Наконец он с облегчением заключил ее лицо в ладони. Хотелось схватить ее за плечи, затрясти в наказание за ее безрассудство.

— Ты побежала к двери врага, безоружная!

Я думал, что потерял тебя.

— А ты вытащил меч, будто мог сокрушить его башню!

Они рассмеялись в голос, и он провел пальцами по ее щеке. Может, он и повел себя глупо, но когда увидел, как она побежала к башне, то мог думать только о том, чтобы спасти ее.

А теперь он мог думать только о том, чтобы обнять ее.

Он приник к ее губам, бережно и нежно. Сегодня он едва не потерял ее. Дважды. Он уничтожит того человека, как только до него доберется.

Она не отпускала его, блуждая ладонями по его спине, словно тоже благодаря небо за то, что он выжил. Оторвавшись от ее губ, он позволил себе пуститься в путь по ее щеке к нежному месту у виска, где вились светлые волосы, потом принялся изучать языком изящную раковину ее уха, с гордостью ощущая, как она трепещет в ответ.

Как он мог считать ее угловатой, когда ее шея так грациозно переходит в плечи? Когда ее кожа такая сладкая на вкус. Он захотел — о, как же сильно — увидеть, что скрывается под покровом ее грубого одеяния, и принялся распутывать завязки дублета, улыбаясь, не в силах отвести от нее глаз, когда она кинулась ему на помощь, а потом сбросила свое защитное облачение на пол.

Теперь на ней осталась только свободная шерстяная рубаха поверх льняной сорочки. На миг он представил ее в платье: шея тонет в пене белоснежного кружева, глубокий вырез обнажает нежные, соблазнительные округлости грудей…

Нет. Вычурные наряды не к лицу его Кейт. Как блестящие доспехи не подходят мужчине, живущему на границе.

Пробравшись под слои шерсти и льна, он положил ладони на ее кожу, такую горячую, словно под нею пульсировала сама жизнь.

— Позволь мне… — Он успел договорить? Или просто стащил с нее оставшуюся одежду и отбросил в сторону? Но потом, увидев ее обнаженной, он утратил дар речи.

Она отрицала свою принадлежность к слабому полу, но ее груди — полные, круглые, острые словно от холода — говорили обратное. Он осторожно дотронулся до нее, как будто боялся сломать, если будет недостаточно нежен. Накрыл обе груди ладонями и погладил. Его пальцы сомкнулись на их кончиках. Она закрыла глаза, запрокинула голову, и из ее горла вырвался гортанный звук, невнятный, как его мысли.

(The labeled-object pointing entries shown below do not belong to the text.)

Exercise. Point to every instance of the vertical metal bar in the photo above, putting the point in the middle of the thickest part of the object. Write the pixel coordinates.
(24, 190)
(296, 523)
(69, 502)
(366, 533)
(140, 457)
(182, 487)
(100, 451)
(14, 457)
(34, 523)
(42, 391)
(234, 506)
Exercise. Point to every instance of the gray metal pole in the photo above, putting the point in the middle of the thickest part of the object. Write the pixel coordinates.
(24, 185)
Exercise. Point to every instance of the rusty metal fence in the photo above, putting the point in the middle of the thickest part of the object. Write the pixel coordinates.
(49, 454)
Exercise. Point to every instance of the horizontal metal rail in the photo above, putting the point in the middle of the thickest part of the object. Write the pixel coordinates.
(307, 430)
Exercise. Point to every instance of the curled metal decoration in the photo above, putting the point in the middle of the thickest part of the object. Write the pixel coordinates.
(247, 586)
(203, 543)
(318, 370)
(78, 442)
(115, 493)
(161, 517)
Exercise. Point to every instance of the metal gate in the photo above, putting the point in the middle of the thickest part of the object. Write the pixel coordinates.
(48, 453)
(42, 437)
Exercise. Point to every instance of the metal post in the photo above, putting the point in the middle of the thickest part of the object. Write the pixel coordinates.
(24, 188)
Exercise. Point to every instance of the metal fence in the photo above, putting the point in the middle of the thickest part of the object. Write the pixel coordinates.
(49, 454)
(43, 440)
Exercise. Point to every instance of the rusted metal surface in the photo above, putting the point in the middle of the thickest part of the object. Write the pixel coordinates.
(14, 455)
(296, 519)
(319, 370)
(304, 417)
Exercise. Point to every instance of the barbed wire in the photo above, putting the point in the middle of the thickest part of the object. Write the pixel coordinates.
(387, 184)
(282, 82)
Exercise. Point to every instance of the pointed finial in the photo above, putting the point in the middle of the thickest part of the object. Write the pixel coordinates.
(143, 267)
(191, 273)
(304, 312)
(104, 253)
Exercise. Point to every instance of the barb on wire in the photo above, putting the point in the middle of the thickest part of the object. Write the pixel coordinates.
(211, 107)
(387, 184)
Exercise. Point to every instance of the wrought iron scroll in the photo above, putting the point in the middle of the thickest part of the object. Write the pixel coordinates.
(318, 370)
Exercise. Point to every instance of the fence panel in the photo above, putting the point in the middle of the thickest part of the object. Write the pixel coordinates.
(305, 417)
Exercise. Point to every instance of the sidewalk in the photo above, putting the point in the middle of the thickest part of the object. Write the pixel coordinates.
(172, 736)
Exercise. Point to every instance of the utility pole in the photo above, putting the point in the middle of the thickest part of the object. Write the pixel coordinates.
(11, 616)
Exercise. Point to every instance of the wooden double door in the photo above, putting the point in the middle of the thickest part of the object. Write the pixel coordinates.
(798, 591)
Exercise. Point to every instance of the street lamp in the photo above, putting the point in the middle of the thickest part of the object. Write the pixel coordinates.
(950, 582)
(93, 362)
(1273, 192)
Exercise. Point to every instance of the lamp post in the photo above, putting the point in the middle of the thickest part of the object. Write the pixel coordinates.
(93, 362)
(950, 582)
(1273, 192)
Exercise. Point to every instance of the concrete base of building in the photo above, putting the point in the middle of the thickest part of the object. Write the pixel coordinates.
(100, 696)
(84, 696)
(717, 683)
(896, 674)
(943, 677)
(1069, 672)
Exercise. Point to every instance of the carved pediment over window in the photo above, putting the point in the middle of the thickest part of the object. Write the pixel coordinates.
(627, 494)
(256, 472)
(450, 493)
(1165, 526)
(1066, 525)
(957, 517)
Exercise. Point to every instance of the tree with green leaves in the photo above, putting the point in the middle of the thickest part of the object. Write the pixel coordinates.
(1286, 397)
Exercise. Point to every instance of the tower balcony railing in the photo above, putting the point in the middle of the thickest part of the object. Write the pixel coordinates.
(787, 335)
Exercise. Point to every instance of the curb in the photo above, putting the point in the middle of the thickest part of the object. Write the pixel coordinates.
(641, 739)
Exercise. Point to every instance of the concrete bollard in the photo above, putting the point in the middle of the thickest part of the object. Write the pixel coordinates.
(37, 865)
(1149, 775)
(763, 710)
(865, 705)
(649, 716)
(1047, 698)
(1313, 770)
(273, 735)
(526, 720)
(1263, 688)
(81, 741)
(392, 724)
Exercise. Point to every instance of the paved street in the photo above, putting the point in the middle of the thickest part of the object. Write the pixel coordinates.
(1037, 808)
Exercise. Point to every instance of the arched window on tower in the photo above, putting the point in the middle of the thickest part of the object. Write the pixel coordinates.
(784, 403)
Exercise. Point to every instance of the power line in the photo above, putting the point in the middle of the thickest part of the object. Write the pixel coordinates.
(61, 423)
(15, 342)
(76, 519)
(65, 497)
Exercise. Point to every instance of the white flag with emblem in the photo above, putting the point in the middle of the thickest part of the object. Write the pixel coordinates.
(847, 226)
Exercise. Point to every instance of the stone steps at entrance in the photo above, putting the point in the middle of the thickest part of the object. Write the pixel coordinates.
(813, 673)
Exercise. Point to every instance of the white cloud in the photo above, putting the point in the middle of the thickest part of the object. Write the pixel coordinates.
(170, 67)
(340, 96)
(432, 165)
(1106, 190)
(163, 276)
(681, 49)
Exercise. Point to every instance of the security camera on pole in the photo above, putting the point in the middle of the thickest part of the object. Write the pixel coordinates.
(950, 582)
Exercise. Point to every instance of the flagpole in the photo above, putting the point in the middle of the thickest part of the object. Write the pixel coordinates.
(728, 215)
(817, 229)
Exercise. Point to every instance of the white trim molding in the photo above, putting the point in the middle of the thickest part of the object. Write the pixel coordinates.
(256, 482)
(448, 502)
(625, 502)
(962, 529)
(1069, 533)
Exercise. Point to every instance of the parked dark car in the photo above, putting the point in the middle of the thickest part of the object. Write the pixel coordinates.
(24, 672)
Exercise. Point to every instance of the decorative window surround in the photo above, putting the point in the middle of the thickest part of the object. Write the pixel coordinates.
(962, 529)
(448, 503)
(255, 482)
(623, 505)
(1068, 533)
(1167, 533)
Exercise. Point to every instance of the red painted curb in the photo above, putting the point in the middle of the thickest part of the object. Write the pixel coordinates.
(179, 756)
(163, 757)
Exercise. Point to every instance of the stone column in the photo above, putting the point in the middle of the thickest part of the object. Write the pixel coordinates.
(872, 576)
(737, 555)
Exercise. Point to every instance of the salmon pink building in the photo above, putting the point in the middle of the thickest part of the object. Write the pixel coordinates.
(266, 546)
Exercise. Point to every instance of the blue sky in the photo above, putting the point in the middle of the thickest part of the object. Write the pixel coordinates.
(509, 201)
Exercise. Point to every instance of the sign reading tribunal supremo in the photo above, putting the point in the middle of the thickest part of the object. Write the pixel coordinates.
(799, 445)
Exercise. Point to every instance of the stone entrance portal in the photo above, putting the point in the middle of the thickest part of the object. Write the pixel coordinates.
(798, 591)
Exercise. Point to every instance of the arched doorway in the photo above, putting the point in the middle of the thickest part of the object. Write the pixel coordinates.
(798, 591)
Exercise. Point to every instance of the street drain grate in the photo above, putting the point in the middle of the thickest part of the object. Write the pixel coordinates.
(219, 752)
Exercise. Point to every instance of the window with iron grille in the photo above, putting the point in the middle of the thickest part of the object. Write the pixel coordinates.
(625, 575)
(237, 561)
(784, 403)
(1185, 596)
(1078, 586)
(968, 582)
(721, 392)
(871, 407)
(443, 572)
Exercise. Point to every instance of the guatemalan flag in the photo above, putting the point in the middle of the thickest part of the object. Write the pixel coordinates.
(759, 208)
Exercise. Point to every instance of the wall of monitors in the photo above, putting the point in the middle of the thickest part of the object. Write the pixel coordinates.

Он подумал, что теперь, узрев ее нагое тело, никогда больше не сможет закрыть глаза. Все, что она так долго прятала, манило его, и больше всего те невидимые границы ее тела, где груди переходили в ребра, где плечо становилось горлом. Он будет изучать ее, пока не познает полностью, пока не узнает, где ее талия перетекает в бедра, где живот становится местечком меж ее ног…

Отведя вверх ее руку, он наклонился, чтобы поцеловать неуловимую грань под грудями, где начинался торс. Искушая его губы, она шевельнулась, потянулась к нему. Ее тело само угадывало, что нужно делать, оно просило его без слов.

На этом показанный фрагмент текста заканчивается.